Hello current and future DataScientists!
From the speaker(Bradley Voytek),
One of the most remarkable aspects of data science is the ability to turn observations into quantities, and from those quantities infer physical laws and make predictions about the future.
Drawing on my experiences from both my time in industry as well as from running a neuroscience research lab, in this talk I will examine the art of parameterization: turning large datasets into human-level understanding. For example, neuroscience is creating data at an unprecedented rate. There is an explosion of ‘‘big data’’ initiatives in neuroscience, ranging from recording from thousands of neurons simultaneously, to massive repositories of thousands of peoples' worth of human functional and structural brain imaging, to population-wide genetic data. Despite this wealth of data, major "theories of the brain" remain elusive. This has led many to lament that neuroscience is data rich, but theory poor. Here, I argue that through principled aggregation of these large, diverse, heterogeneous neuroscience datasets, we can address critical issues in cognition and mental health. These data include textual data from the millions of peer-reviewed neuroscience publications, functional and structural brain imaging data, demographic and genetic information, neural electrophysiology, gene expression, and cellular physiology. Through such aggregation and integration, we can mine the data to find missing links and gaps in our knowledge; we can algorithmically generate plausible hypotheses for us. That is, we leverage the wealth of neuroscience data to reduce the paucity of neuroscience theories.
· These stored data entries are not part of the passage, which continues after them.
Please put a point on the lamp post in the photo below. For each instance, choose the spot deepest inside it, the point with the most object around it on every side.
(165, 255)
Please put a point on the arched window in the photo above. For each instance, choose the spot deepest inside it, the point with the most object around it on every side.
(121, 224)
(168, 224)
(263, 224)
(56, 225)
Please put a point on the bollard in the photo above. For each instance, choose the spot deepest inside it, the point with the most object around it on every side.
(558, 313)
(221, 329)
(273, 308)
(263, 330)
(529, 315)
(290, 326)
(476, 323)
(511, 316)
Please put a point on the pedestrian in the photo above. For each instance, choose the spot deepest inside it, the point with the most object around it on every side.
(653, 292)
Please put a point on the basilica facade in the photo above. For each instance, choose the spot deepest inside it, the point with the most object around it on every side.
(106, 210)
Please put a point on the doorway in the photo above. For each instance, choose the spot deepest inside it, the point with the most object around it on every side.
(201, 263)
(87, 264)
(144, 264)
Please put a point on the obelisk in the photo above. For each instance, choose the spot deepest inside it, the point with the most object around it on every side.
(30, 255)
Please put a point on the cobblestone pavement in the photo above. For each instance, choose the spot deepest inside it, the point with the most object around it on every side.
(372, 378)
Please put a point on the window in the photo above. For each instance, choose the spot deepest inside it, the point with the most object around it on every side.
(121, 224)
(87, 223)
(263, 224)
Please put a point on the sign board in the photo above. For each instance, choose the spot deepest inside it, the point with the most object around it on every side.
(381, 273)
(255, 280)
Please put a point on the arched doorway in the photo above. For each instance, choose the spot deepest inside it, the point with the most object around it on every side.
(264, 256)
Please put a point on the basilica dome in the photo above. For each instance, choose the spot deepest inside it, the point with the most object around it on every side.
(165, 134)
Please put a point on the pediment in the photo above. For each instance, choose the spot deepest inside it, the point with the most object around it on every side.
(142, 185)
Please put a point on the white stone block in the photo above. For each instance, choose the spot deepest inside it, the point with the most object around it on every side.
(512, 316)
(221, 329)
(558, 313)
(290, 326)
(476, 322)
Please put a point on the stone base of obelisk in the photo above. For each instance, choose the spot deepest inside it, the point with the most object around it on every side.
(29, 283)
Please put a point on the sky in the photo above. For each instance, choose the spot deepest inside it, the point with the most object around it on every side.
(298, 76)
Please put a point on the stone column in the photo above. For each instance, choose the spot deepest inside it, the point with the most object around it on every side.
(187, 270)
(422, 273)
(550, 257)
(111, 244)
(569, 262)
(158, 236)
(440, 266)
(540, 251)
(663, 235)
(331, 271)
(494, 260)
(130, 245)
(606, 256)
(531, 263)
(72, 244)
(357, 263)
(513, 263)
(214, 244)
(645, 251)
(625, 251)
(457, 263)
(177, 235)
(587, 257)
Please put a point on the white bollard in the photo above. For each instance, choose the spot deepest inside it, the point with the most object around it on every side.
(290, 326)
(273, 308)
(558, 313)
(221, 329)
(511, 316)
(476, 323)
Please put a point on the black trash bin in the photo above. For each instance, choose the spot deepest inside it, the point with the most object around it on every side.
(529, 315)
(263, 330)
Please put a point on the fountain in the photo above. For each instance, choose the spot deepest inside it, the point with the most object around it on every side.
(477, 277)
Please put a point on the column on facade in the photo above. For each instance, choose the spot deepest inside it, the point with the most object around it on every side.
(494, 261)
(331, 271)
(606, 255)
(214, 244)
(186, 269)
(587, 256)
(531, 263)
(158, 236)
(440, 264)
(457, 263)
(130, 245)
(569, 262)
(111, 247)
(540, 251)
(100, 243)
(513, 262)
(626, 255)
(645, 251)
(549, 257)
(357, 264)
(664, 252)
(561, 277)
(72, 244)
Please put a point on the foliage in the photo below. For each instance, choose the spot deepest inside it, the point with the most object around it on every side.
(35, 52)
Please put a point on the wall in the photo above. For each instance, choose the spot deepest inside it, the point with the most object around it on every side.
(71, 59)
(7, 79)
Bradley Voytek is an Associate Professor in Cognitive Science, Data Science, and the Neurosciences Graduate Program at UC San Diego. He is an Alfred P. Sloan Neuroscience Research Fellow and National Academies Kavli Fellow, and a founding faculty member of the UC San Diego Data Science major and the Halıcıoğlu Data Science Institute. He was also the first Data Scientist at Uber in 2011 where he helped build their Data Science team. His lab studies neural oscillations by combining large-scale data mining and machine learning techniques with hypothesis-driven experimentation. He is also a “zombie brain expert” along with friend and fellow neuroscientist Timothy Verstynen, with whom he cowrote the book Do Zombies Dream of Undead Sheep? by Princeton University Press.